Reputation: 838
I'm trying to get a better understanding of how Gradient Accumulation works and why it is useful. To this end, I wanted to ask what is the difference (if any) between these two possible PyTorch-like implementations of a custom training loop with gradient accumulation:
gradient_accumulation_steps = 5
for batch_idx, batch in enumerate(dataset):
x_batch, y_true_batch = batch
y_pred_batch = model(x_batch)
loss = loss_fn(y_true_batch, y_pred_batch)
loss.backward()
if (batch_idx + 1) % gradient_accumulation_steps == 0: # (assumption: the number of batches is a multiple of gradient_accumulation_steps)
optimizer.step()
optimizer.zero_grad()
y_true_batches, y_pred_batches = [], []
gradient_accumulation_steps = 5
for batch_idx, batch in enumerate(dataset):
x_batch, y_true_batch = batch
y_pred_batch = model(x_batch)
y_true_batches.append(y_true_batch)
y_pred_batches.append(y_pred_batch)
if (batch_idx + 1) % gradient_accumulation_steps == 0: # (assumption: the number of batches is a multiple of gradient_accumulation_steps)

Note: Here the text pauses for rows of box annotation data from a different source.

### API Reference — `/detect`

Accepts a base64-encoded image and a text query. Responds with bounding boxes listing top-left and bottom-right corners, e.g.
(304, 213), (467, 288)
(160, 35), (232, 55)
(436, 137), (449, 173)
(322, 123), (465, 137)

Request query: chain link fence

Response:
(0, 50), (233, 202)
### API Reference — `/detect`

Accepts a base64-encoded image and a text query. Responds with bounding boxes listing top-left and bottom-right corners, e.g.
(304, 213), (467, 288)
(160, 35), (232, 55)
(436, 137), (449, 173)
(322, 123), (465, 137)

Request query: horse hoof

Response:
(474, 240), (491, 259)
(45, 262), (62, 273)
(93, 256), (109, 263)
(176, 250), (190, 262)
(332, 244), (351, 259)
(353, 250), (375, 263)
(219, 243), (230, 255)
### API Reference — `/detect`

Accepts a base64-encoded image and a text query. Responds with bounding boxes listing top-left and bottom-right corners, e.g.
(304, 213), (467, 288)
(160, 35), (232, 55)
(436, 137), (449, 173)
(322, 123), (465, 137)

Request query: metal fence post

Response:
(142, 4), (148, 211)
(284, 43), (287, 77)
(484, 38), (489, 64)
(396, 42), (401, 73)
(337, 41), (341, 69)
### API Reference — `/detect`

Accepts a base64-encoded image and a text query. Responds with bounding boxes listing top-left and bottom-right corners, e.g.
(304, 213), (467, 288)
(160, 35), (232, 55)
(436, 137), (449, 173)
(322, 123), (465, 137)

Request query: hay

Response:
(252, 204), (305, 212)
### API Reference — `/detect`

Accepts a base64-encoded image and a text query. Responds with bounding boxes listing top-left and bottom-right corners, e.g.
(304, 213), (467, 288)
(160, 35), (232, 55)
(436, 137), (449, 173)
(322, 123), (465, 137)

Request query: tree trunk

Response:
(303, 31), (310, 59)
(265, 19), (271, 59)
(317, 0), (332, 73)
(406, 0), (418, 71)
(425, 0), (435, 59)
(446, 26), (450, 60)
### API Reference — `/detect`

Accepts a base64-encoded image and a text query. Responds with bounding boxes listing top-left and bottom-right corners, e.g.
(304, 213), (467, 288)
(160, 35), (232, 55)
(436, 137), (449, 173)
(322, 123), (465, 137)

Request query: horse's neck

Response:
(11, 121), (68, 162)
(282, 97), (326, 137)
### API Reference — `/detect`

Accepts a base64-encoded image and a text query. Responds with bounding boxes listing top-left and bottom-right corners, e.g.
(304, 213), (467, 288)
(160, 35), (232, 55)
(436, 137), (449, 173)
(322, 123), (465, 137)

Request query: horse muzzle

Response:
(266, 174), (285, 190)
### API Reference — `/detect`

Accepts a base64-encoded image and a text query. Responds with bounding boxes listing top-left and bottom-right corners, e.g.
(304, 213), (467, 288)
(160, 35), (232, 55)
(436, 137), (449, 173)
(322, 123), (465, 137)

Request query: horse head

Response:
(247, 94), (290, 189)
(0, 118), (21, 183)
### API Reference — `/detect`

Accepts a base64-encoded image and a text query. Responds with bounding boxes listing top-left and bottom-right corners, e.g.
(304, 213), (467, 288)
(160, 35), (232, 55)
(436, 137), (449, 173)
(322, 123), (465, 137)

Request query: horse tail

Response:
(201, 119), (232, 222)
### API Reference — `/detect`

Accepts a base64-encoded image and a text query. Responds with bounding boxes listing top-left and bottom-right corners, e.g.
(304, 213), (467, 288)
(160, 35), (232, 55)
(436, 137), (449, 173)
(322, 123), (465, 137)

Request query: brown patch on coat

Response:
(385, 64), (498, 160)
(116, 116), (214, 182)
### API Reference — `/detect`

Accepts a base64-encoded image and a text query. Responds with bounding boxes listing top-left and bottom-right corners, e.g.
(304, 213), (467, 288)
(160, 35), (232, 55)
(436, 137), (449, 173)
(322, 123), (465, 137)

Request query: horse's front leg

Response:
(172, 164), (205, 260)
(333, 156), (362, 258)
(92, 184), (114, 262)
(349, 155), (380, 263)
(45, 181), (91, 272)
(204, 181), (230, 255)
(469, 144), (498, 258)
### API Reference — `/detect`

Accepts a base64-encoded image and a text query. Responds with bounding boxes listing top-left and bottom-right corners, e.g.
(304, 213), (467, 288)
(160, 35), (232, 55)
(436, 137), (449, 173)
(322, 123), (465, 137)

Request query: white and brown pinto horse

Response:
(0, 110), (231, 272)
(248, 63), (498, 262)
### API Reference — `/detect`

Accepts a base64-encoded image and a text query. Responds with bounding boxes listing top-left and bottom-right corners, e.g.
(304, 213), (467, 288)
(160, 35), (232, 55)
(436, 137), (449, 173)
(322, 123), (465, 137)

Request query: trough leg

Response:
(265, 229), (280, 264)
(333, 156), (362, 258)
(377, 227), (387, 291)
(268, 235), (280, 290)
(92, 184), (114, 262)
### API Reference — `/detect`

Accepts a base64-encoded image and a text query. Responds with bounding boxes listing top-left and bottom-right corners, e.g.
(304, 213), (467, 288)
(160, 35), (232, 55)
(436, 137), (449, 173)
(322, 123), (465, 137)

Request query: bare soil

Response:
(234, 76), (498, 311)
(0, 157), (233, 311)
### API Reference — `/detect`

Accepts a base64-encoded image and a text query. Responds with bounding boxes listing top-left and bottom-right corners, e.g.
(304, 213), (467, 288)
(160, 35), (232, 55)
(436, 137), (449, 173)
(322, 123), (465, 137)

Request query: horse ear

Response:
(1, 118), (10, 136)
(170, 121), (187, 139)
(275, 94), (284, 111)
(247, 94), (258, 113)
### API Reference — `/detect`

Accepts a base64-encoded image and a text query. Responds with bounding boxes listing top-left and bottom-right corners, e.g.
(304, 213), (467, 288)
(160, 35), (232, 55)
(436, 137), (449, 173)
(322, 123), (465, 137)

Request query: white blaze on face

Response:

y_true = stack_vertically(y_true_batches)
y_pred = stack_vertically(y_pred_batches)
loss = loss_fn(y_true, y_pred)
loss.backward()
optimizer.step()
optimizer.zero_grad()
y_true_batches.clear()
y_pred_batches.clear()
Also, kind of as an unrelated question: Since the purpose of gradient accumulation is to mimic a larger batch size in cases where you have memory constraints, does it mean that I should also increase the learning rate proportionally?
Upvotes: 3
Views: 6391
Reputation: 107
Gradient accumulation can be useful when you are trying to use GPU but your GPU runs out of memory. With gradient accumulation you won’t be making updates at every mini batch but after a certain frequency. There is an interesting demo exactly on this topic in Jeremy Howard fastai course in Lecture-6. Hope this helps
Upvotes: -2
Reputation: 114786
1. The difference between the two programs:
Conceptually, your two implementations are the same: you forward gradient_accumulation_steps
batches for each weight update.
As you already observed, the second method requires more memory resources than the first one.
There is, however, a slight difference: usually, loss functions implementation use mean
to reduce the loss over the batch. When you use gradient accumulation (first implementation) you reduce using mean
over each mini-batch, but using sum
over the accumulated gradient_accumulation_steps
mini-batches. To make sure the accumulated gradient implementation is identical to large batches implementation you need to be very careful in the way the loss function is reduced. In many cases you will need to divide the accumulated loss by gradient_accumulation_steps
. See this answer for a detailed imlpementation.
2. Batch size and learning rate:
Learning rate and batch size are indeed related. When increasing the batch size one usually reduces the learning rate.
See, e.g.:
Samuel L. Smith, Pieter-Jan Kindermans, Chris Ying, Quoc V. Le, Don't Decay the Learning Rate, Increase the Batch Size (ICLR 2018).
Upvotes: 5